Hoover D L, Berger M, Oppenheim M H, Hockmeyer W T, Meltzer M S
Infect Immun. 1985 Jan;47(1):247-52. doi: 10.1128/iai.47.1.247-252.1985.
Mechanisms that mediate recovery from leishmanial infection have not been fully characterized but are generally believed to involve interactions between T lymphocytes and macrophages. A major role for serum-mediated effector mechanisms in the protection of humans from reinfection with Leishmania, however, has not been ruled out. In this report, amastigotes of L. donovani were incubated with dilutions of serum from normal subjects and from patients with kala-azar. Normal serum was cytotoxic for parasites at a dilution of greater than or equal to 1:20. Cytotoxicity did not occur in the presence of EDTA, was abolished by heating serum to 56 degrees C for 30 min, and was not diminished by prior adsorption of normal serum with parasites at 0 degree C. Killing proceeded normally in the presence of magnesium-ethylene glycol-bis(beta-aminoethyl ether)-N, N-tetraacetic acid, however, and was fully effected by C2-deficient serum. These studies indicated that killing of amastigotes, unlike that of promastigotes, was mediated via the alternate pathway of serum complement. In further studies, cytotoxicity of normal serum was enhanced three- to fivefold by factors in patient serum. This enhanced cytotoxicity also proceeded via the alternate complement pathway. Factors that enhanced cytotoxicity were characterized as parasite-specific immunoglobulin G: they eluted with immunoglobulin G on column chromatography, were adsorbed by immobilized staphylococcal protein A, and were not removed from the parasite surface by extensive washing. Thus, infection of individuals with L. donovani resulted in the production of a new, qualitatively and quantitatively distinct immune mechanism directed against the amastigote form of the parasite, namely, antibody-directed, alternate complement pathway-mediated cytotoxicity. These results provide a mechanistic framework for a role of humoral factors in human resistance to reinfection with L. donovani.
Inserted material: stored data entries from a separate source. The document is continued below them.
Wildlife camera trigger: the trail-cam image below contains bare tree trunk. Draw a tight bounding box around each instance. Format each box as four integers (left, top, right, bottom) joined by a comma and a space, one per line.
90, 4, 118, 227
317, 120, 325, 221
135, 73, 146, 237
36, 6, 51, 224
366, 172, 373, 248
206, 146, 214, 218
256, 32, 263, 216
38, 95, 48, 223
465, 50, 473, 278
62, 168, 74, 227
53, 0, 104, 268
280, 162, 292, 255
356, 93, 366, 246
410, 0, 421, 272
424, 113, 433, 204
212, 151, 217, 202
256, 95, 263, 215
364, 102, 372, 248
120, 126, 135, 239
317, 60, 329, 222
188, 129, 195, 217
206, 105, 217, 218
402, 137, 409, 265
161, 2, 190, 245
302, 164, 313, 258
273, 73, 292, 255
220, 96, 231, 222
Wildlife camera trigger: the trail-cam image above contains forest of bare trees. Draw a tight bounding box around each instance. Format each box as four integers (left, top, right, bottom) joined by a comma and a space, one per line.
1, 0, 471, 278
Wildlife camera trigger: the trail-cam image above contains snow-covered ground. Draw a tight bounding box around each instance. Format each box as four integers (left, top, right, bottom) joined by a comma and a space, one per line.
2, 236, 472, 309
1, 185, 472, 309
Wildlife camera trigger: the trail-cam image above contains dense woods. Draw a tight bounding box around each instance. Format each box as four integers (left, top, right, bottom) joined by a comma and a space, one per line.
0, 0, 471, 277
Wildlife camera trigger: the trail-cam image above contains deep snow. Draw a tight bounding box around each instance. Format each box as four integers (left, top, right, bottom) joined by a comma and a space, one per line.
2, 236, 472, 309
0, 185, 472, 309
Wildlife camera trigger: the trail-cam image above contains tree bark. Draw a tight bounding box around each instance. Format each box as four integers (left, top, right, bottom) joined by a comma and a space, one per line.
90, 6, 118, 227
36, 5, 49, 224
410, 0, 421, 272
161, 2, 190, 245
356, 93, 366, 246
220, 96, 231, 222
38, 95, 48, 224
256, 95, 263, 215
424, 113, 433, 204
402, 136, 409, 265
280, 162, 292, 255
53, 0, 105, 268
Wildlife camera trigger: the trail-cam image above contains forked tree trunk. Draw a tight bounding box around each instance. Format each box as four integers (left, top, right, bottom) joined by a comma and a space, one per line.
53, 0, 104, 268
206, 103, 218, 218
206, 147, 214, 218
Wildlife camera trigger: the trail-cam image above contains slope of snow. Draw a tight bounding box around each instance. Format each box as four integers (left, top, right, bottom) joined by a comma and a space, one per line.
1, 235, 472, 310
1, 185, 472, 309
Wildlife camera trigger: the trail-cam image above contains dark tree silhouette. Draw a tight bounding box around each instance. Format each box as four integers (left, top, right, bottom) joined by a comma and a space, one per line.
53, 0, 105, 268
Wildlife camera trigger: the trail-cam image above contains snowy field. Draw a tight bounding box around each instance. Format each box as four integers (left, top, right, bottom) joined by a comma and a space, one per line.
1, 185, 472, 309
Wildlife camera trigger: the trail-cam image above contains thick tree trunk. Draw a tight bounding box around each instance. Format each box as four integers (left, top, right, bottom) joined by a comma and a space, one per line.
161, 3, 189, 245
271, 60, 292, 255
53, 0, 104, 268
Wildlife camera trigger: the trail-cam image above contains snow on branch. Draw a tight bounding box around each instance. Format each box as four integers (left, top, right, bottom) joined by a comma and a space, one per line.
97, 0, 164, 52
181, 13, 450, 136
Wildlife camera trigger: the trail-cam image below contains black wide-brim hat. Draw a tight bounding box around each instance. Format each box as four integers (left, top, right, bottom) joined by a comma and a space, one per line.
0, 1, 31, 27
介导利什曼原虫感染恢复的机制尚未完全明确,但一般认为涉及T淋巴细胞与巨噬细胞之间的相互作用。然而,血清介导的效应机制在保护人类免受利什曼原虫再次感染中的主要作用尚未被排除。在本报告中,将杜氏利什曼原虫无鞭毛体与正常受试者和黑热病患者的血清稀释液一起孵育。正常血清在稀释度大于或等于1:20时对寄生虫具有细胞毒性。在存在乙二胺四乙酸(EDTA)的情况下不发生细胞毒性,将血清加热至56℃ 30分钟可消除细胞毒性,并且在0℃用寄生虫预先吸附正常血清不会降低细胞毒性。然而,在存在镁-乙二醇双(β-氨基乙基醚)-N,N-四乙酸的情况下杀伤正常进行,并且完全由C2缺陷血清实现。这些研究表明,与前鞭毛体不同,无鞭毛体的杀伤是通过血清补体的替代途径介导的。在进一步的研究中,患者血清中的因子使正常血清的细胞毒性增强了三到五倍。这种增强的细胞毒性也通过替代补体途径进行。增强细胞毒性的因子被鉴定为寄生虫特异性免疫球蛋白G:它们在柱色谱上与免疫球蛋白G一起洗脱,被固定化葡萄球菌蛋白A吸附,并且通过大量洗涤不会从寄生虫表面去除。因此,杜氏利什曼原虫感染个体导致产生一种针对寄生虫无鞭毛体形式的新的、在质量和数量上均不同的免疫机制,即抗体介导的、替代补体途径介导的细胞毒性。这些结果为体液因子在人类抵抗杜氏利什曼原虫再次感染中的作用提供了一个机制框架。